L’euro numérique doit prouver son utilité

Qui a besoin aujourd’hui d’un euro digital ? Pas grand monde, reconnaissent à demi-mot ses promoteurs. La Commission européenne va pourtant publier ce 28 juin sa proposition de règlement visant à instituer d’ici à quelques années une monnaie digitale pour les paiements de détail. Elle aura cours légal, ce qui obligera les commerçants à l’accepter, sera utilisable partout, gratuitement, et même de particulier à particulier sans passer par internet. Pour Bruxelles comme pour la Banque centrale européenne, où l’on teste l’idée depuis un moment, c’est l’occasion rêvée d’anticiper le déclin du cash et de faire pièce aux réseaux privés qui trustent le marché européen des paiements.
De tous ces arguments, celui de la souveraineté est le plus convaincant. Le projet de monnaie privée de Facebook, annoncé mi-2019, avait servi d’électrochoc. Depuis, le libra est mort, mais le développement des cryptoactifs dans un monde toujours plus digital laisse craindre aux banques centrales de perdre le monopole de l’offre de monnaie. Sur le front des paiements transfrontières, les géants extra-européens, Visa et MasterCard en tête, se taillent la part du lion. Dans cinq ans, les lignes auront encore bougé, et nul ne peut rester l’arme au pied. C’est précisément pour cela que de grandes banques, dont les principales en France, ont décidé de créer un porte-monnaie électronique européen.

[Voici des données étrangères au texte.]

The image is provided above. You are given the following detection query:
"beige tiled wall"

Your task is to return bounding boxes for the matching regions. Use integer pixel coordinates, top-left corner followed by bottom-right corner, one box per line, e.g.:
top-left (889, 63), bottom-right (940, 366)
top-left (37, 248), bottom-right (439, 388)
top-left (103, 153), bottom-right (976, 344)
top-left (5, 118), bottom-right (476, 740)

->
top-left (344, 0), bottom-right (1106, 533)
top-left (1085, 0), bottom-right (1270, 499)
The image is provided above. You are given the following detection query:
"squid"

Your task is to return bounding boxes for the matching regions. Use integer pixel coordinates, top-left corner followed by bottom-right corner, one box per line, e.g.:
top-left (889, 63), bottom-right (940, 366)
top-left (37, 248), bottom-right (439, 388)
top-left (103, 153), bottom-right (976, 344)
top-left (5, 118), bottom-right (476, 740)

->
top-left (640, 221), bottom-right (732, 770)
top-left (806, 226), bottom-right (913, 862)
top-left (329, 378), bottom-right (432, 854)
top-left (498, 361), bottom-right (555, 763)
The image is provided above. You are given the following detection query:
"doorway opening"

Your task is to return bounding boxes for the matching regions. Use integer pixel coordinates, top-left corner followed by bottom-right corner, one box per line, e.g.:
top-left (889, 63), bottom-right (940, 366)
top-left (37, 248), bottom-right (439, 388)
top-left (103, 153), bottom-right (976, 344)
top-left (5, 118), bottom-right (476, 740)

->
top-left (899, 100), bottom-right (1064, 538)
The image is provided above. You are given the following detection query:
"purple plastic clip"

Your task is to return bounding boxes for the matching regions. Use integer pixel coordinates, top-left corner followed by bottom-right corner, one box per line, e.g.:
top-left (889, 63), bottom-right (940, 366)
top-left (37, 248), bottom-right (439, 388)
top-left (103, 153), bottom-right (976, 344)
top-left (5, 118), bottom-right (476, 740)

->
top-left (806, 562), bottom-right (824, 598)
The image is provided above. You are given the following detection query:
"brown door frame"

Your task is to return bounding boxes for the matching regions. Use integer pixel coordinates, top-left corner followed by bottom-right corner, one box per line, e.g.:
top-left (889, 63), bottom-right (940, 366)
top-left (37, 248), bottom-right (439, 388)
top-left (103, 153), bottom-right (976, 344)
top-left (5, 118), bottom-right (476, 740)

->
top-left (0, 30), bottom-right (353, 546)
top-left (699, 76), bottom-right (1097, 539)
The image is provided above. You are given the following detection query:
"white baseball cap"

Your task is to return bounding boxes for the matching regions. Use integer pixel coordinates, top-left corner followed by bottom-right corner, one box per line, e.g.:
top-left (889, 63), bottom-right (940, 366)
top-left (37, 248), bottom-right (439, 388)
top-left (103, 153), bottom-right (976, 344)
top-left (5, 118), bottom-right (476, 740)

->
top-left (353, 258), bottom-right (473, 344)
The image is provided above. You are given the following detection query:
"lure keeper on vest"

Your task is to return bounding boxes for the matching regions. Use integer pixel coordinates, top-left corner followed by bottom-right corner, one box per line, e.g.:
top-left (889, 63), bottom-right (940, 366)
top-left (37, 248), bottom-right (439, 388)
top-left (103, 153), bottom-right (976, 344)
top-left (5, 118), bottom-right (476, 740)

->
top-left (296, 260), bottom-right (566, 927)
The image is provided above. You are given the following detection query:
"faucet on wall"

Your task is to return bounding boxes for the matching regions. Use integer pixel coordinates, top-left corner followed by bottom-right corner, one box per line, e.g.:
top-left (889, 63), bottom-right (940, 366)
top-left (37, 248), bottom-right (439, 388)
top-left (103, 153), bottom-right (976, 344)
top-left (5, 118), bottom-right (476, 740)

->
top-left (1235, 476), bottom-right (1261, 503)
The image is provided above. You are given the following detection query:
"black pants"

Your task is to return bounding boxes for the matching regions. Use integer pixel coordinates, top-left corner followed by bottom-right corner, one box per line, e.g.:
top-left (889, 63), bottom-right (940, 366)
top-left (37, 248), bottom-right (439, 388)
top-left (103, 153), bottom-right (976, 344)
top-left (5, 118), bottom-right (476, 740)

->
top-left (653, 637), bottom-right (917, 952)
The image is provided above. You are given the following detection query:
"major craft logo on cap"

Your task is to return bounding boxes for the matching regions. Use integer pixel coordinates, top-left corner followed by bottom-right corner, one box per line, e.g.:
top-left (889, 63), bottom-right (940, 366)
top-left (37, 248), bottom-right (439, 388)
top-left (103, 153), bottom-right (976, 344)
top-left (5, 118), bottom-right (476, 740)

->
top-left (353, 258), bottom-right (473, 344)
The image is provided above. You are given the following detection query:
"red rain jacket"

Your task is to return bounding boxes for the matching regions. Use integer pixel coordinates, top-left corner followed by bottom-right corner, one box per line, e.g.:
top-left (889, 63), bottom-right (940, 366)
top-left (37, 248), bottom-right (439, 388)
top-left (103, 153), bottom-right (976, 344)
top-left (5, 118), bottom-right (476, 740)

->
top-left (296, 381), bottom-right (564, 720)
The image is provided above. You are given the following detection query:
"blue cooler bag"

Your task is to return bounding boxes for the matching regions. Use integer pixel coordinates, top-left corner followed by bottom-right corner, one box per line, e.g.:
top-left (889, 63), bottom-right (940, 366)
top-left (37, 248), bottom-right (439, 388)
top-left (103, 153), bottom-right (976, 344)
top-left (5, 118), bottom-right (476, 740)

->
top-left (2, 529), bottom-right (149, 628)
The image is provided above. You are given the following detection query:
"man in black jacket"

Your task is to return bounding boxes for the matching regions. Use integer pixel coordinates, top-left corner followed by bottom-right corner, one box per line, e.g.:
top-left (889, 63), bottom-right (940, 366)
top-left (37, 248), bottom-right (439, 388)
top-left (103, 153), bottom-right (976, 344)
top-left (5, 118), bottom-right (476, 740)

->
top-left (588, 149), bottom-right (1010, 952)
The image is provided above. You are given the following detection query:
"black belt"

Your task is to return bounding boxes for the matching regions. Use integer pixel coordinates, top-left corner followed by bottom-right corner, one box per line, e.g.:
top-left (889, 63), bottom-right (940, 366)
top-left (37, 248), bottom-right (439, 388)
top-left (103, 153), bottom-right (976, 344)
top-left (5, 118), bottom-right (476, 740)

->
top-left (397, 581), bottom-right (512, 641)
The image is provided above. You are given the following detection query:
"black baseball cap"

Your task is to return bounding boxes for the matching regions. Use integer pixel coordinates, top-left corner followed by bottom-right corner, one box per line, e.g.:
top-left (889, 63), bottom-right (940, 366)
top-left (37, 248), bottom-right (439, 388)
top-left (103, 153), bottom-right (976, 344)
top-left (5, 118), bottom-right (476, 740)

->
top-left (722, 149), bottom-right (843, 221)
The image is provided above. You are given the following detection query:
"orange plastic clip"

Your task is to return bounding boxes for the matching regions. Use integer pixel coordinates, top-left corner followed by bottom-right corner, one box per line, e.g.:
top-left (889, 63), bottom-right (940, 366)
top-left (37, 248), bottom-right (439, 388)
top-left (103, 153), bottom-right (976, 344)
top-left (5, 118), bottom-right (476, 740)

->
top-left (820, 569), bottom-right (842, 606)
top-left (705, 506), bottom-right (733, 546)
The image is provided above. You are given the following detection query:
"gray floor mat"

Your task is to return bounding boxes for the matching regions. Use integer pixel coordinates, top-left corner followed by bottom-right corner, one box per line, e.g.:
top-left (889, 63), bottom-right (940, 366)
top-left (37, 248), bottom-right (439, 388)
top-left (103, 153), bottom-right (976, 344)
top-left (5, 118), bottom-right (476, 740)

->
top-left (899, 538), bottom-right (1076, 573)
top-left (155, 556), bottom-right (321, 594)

Mais l’euro digital laisse trop de questions sans réponse. Il ne rend aucun service qu’une solution privée ne fournit déjà. Son modèle économique reste flou : la BCE l’émettra comme monnaie de réserve, mais la gestion de l’infrastructure sera du ressort des banques, qui devront la refacturer aux commerçants. Capable d’assurer la transmission immédiate de la politique monétaire, l’euro digital pourrait aussi constituer un accélérateur de crise bancaire et de fuite des dépôts. Conscientes de ce risque, les autorités ont prévu d’en plafonner l’usage, limitant du même coup son intérêt et son potentiel de développement. Enfin, il reste à garantir le respect des libertés individuelles, pour des citoyens habitués à l’anonymat du cash et dont la puissance publique pourrait dorénavant suivre chacune des transactions à la trace.
Ceci explique pourquoi les tests menés ici ou là, notamment en Chine, n’ont pour l’heure guère convaincu. Le long processus de négociations qui s’ouvre en Europe doit permettre de qualifier l’utilité réelle d’une monnaie numérique de banque centrale. Faute de quoi celle-ci resterait, selon le titre d’un rapport de la chambre des Lords publié l’an dernier, «une solution en quête de problème».